В 1553 г., через шесть месяцев после того, как судно покинуло Лиссабон, показался Гоа – португальская твердыня, основанная д’Албукерки и населенная ста тысячами жителей. Оттуда Камоэнс отправлялся в военные походы, чтобы приструнивать мелких прибрежных царьков – индусов и мусульман. Он плавал с армадой, вернувшейся в Аравийское море, чтобы затем подняться по Красному морю и Персидскому заливу, где следовало обуздать пиратов, которые на протяжении всей истории оставались настоящим бичом тамошних вод. А следующая охота на морских разбойников привела Камоэнса к Африканскому Рогу, в Аденский залив и восточноафриканский порт Момбасу. Ненадолго вернувшись в Индию, поэт опять ступил на корабельную палубу: теперь было приказано плыть к востоку, к Молуккским островам и Макао. Жизнеописание Камоэнса можно читать как отчет о полицейских действиях португальцев в незадолго до того созданной океанской империи. Все, что довелось пережить Камоэнсу, вплетается в последнюю песнь «Лузиад», напитанную духом экзотических приключений и глубочайшей тоски по дому – той неповторимой печали, общей всем португальским морякам, что зовется у них saudade.
Значительную часть поэмы Камоэнсу пришлось переписать заново. Текст пострадал в 1559 г., когда поэт, взятый соотечественниками под стражу, возвращался из Китая в Индию. Корабль потерпел крушение в устье реки Меконг (территория нынешней Камбоджи). Камоэнс доплыл до берега, прижимая к груди уцелевшие листы рукописи, все свои пожитки и деньги оставив на борту.
Как и почему он оказался узником, так и не выяснено. Скорее всего, это было итогом какой-то интриги; а возможно, Камоэнс, вынужденный жить среди людей задиристых и неугомонных, допустил какую-нибудь оплошность. Он сумел возвратиться в Гоа через Малакку. Там, оправданный и освобожденный из-под стражи, Камоэнс разжился деньгами взаймы и направился в Мозамбик, где провел еще два года, будучи не в силах возвратить свой долг. И пропитание, и одежду, и деньги на дорогу в Португалию поэту пришлось просить у друзей. Единственным сокровищем, которое он привез домой после семнадцатилетних скитаний, была завершенная рукопись «Лузиад». Покинув лиссабонскую пристань, Камоэнс первым делом отправился посетить могилу Катарины. Рыцарскую верность своей возлюбленной он сохранил до конца.
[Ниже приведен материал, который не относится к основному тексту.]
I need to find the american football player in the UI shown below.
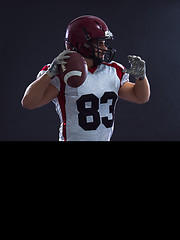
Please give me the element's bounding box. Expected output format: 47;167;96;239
22;15;150;141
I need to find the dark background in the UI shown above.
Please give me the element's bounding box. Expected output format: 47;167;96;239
0;0;180;141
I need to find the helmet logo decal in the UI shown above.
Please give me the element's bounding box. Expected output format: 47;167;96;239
105;31;113;38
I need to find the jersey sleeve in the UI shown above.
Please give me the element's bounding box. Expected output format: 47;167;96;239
36;64;60;91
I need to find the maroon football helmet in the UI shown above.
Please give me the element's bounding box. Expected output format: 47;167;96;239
65;15;116;65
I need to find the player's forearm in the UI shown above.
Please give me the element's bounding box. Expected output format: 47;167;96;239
21;74;51;109
134;77;150;103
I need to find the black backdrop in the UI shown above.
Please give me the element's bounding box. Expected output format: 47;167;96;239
0;0;180;141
«Лузиады», напечатанные в 1572 г., принесли Камоэнсу королевскую пенсию, но беды его и невзгоды не закончились. Поэма призывает возродить имперский дух, ибо вторжение короля Себастьяна в Марокко закончилось разгромом португальских войск и последующим их уничтожением. Несколькими годами позднее, в 1580-м, Камоэнс умер в Лиссабоне от чумы – неженатый и одинокий. В доме не нашлось даже простыни, чтобы накрыть покойника. Обернули Камоэнса заемным саваном, а похоронили в общей могиле. Три столетия спустя предполагаемые останки поэта перенесли в португальский национальный пантеон – причудливый, увенчанный многими шпилями монастырь иеронимитов (Белен, западный Лиссабон). Здесь останки Камоэнса покоятся в каменной, украшенной изваяниями гробнице, залитой желтым солнечным светом, струящимся сквозь цветные стекла величественных витражей. Бок о бок с Камоэнсом лежит Васко да Гама, получивший бессмертие благодаря поэту.
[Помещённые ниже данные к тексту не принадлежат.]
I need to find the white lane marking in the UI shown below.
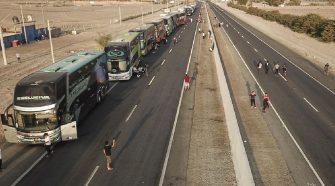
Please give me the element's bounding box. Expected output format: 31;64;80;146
106;82;119;94
158;10;199;186
278;73;287;81
148;76;156;86
126;105;137;122
11;152;47;186
304;98;319;112
85;166;100;186
220;5;335;96
221;6;325;186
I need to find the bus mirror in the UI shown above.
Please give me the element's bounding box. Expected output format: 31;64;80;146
1;114;8;125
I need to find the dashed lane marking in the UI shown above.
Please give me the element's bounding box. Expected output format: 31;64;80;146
126;105;137;122
304;98;319;112
161;59;165;65
85;166;100;186
148;76;156;86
Великое воодушевление, с которым написаны «Лузиады», приводит на память и другой великий иберийский эпос – «Дон Кихота», вышедшего в свет спустя три десятка лет, в 1605-м и 1615-м. Оба произведения были выплавлены в тиглях почти невыносимых испытаний и страданий, выпавших на авторскую долю. Мигель де Сервантес, подобно Камоэнсу, вступил в войско и сражался в морской битве при Лепанто (1571), неподалеку от западных берегов Греции. Из битвы Сервантес вышел с навсегда изувеченной левой рукой. Четырьмя годами позднее, по дороге домой, в Испанию, он угодил в лапы берберийским пиратам, стал рабом и собственностью владыки Алжира. Проведя в рабстве пять лет, несколько раз неудачно пытавшись бежать, Сервантес волей-неволей уплатил за себя выкуп, дотла разоривший его семью. Хотя предметы обоих эпосов полностью различны – «Лузиады» страстно воспевают имперские завоевания, а «Дон Кихот» пародирует рыцарские романы и высмеивает странствующее рыцарство, – обе книги являют собой великое и дерзкое, деятельное путешествие по карте земного шара.
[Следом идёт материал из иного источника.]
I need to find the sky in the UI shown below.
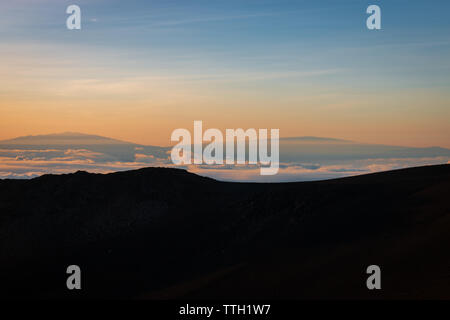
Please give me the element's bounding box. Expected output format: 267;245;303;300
0;0;450;148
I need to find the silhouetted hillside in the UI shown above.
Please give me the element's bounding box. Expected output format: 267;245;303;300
0;165;450;299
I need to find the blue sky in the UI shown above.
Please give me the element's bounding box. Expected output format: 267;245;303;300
0;0;450;147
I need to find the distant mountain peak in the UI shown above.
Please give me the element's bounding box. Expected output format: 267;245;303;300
0;131;133;145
В зачине поэмы Камоэнса утверждается, что португальцы намного выше древних греков и римлян, ибо португальцам «поклонились и Марс и Нептун» [46]. Но все же автор отдает должное древним на всем протяжении поэмы уже одним тем, что использует классические античные образы. Древние божества – исполненные красоты, очарования и блистательных противоречий – помогают предрешить исход морского странствия. Вакх пытается помешать португальским корабельщикам, а Венера и Марс благоволят к ним. Эта глубокая связь со средиземноморской мифологией, согласно оксфордскому ученому Боуре, дает возможность отнести поэзию Камоэнса к светской словесности Возрождения – даже при том, что «Лузиады» можно толковать как утверждение христианства после долгого мусульманского засилья на Средиземном море и Леванте.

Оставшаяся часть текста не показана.